The University of Tennessee at Knoxville is under federal investigation for its handling of sexual violence, The Tennesseean reported.

The US Department of Education's Office of Civil Rights launched its investigation on June 29 following an individual’s complaint about the university’s response to a sexual assault claim.

At least six athletes on the university’s football team have been accused of sexual assault, according to the Nashville based paper.

University officials told The Tennessean they were in the process of collecting the information the Office of Civil Rights requested for the investigation.

“While privacy laws prevent the university from disclosing the details of the complaint, I can assure you we will cooperate fully with OCR as it investigates the complaint,” Chancellor Jimmy Cheek said in an email to the campus community.

Campus sexual assault has been a topic of extensive conversation and legislation in recent years. The film "The Hunting Ground" released earlier this year criticized university administrations’ approach to handling sexual assault, and a highly publicized but ultimately discounted case of rape at the University of Virginia brought national attention to the subject last fall.

The Christian Science Monitor’s Stacy Teicher Khadaroo wrote about a Brown University study on campus sexual assault released in May:

Between the start of their freshman and sophomore years, nearly 19 percent of the women who studied at a university in the Northeast said they experienced attempted rape or rape through physical force or while they were incapacitated. Between the age of 14 and the beginning of their sophomore year of college, 37 percent said they had undergone such experiences.

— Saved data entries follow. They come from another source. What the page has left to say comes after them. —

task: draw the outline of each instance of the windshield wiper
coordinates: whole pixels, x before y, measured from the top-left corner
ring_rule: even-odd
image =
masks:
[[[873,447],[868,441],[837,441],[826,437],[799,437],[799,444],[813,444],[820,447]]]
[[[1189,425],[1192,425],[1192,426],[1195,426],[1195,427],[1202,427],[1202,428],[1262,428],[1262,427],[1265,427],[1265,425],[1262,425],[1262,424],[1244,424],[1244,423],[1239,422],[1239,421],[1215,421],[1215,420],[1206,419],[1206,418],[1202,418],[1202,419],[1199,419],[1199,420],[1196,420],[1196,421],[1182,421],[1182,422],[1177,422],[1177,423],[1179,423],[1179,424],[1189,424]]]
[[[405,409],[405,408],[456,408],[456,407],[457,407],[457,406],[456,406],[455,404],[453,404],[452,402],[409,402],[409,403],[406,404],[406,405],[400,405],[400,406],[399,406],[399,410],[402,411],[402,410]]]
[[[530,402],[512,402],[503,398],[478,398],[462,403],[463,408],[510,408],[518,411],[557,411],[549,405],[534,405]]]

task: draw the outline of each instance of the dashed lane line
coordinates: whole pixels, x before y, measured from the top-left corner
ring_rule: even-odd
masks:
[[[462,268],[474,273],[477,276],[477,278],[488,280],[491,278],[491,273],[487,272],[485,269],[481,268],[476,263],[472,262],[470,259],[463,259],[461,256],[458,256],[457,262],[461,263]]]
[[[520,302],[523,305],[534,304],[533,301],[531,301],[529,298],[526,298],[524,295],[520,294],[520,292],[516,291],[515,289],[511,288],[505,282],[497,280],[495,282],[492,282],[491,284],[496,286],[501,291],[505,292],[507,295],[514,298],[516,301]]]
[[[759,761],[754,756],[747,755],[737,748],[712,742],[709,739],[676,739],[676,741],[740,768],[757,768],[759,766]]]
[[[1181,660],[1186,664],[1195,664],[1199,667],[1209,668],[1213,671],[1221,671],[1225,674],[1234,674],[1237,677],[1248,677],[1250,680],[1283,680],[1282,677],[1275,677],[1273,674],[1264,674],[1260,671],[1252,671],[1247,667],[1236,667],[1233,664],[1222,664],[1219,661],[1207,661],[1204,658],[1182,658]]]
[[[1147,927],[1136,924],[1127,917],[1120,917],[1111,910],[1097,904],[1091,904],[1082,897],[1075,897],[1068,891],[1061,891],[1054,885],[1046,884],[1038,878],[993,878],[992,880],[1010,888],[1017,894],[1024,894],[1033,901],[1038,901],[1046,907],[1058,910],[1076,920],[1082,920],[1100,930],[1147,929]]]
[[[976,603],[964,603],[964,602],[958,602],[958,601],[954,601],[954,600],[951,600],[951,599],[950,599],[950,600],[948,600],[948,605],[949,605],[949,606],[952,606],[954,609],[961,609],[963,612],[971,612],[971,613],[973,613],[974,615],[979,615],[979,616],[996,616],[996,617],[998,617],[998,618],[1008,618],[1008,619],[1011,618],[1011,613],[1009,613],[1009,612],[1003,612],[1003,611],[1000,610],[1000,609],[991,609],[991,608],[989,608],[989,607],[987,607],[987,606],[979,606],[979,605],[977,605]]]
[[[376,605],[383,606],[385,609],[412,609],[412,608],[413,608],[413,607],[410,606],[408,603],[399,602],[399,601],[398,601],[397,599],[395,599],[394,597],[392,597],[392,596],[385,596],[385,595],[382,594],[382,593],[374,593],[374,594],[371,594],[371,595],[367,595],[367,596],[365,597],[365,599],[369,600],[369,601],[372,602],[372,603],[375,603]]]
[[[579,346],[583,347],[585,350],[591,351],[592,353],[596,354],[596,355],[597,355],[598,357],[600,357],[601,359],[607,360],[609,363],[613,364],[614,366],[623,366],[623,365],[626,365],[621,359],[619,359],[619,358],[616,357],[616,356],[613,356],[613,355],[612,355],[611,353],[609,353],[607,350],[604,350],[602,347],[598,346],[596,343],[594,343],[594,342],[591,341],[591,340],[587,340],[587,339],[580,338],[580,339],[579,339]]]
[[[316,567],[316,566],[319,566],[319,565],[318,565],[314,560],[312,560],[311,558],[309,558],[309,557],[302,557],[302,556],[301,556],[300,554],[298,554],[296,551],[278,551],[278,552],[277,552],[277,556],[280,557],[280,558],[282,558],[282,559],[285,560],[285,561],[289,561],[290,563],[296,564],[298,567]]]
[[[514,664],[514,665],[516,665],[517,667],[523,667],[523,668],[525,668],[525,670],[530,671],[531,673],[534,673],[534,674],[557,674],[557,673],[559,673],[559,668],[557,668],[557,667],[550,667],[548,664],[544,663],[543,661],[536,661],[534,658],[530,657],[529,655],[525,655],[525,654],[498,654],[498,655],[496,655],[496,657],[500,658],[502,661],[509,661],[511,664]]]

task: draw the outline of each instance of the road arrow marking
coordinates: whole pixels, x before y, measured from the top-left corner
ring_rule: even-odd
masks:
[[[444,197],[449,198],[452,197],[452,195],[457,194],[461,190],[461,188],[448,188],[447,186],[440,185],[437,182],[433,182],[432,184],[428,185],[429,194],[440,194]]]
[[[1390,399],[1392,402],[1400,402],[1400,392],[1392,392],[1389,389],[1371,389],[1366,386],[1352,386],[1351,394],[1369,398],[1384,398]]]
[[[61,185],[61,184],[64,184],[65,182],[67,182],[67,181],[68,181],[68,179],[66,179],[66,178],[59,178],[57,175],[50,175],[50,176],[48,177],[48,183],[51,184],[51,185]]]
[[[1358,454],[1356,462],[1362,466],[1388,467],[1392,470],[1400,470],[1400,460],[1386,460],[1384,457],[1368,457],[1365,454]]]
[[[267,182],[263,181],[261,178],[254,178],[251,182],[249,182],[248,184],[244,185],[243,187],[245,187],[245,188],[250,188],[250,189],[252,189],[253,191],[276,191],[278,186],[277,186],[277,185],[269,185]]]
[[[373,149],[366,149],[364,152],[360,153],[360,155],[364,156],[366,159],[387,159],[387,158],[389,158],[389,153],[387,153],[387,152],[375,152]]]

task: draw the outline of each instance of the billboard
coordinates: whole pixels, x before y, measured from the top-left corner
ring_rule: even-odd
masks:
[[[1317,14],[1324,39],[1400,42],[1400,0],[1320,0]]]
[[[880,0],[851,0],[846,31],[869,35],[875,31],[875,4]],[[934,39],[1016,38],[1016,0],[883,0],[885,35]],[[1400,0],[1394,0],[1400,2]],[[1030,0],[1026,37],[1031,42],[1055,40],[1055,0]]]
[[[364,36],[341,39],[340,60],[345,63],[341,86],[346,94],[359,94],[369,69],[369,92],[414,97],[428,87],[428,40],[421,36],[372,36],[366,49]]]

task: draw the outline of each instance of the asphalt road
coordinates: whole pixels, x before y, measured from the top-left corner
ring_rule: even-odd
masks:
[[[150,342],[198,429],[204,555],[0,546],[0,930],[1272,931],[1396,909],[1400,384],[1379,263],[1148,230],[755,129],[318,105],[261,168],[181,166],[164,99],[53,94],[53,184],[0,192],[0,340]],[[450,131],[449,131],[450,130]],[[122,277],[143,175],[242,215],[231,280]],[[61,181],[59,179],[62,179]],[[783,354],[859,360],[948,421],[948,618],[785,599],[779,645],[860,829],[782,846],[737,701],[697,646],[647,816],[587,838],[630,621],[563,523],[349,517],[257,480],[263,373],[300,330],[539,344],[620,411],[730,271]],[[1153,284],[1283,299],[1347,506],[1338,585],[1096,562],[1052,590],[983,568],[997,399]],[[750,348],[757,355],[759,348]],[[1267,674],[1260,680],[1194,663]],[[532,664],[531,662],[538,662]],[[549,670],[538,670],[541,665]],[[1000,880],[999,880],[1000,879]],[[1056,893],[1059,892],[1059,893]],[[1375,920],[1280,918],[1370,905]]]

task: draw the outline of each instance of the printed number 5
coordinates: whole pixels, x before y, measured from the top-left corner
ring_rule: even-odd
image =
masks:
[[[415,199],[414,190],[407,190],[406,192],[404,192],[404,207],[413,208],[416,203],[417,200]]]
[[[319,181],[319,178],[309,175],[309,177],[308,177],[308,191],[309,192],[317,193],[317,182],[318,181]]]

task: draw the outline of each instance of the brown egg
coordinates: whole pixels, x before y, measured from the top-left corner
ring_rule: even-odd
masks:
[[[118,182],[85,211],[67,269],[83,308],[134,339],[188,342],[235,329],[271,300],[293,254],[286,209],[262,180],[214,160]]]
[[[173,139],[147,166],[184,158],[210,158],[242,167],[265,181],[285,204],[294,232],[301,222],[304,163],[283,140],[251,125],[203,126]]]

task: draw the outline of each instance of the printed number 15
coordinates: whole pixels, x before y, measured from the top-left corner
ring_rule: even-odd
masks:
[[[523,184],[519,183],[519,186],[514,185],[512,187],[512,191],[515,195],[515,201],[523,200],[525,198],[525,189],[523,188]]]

The women who experienced incapacitated rape before college were six times more likely to experience that again in college and four times more likely to be forcibly raped than women who had not been previously raped while incapacitated.

The federal government is currently investigating university compliance with Title IX in response to sexual misconduct at institutions across the country. An official told The Tennessean that 121 institutions are currently under investigation.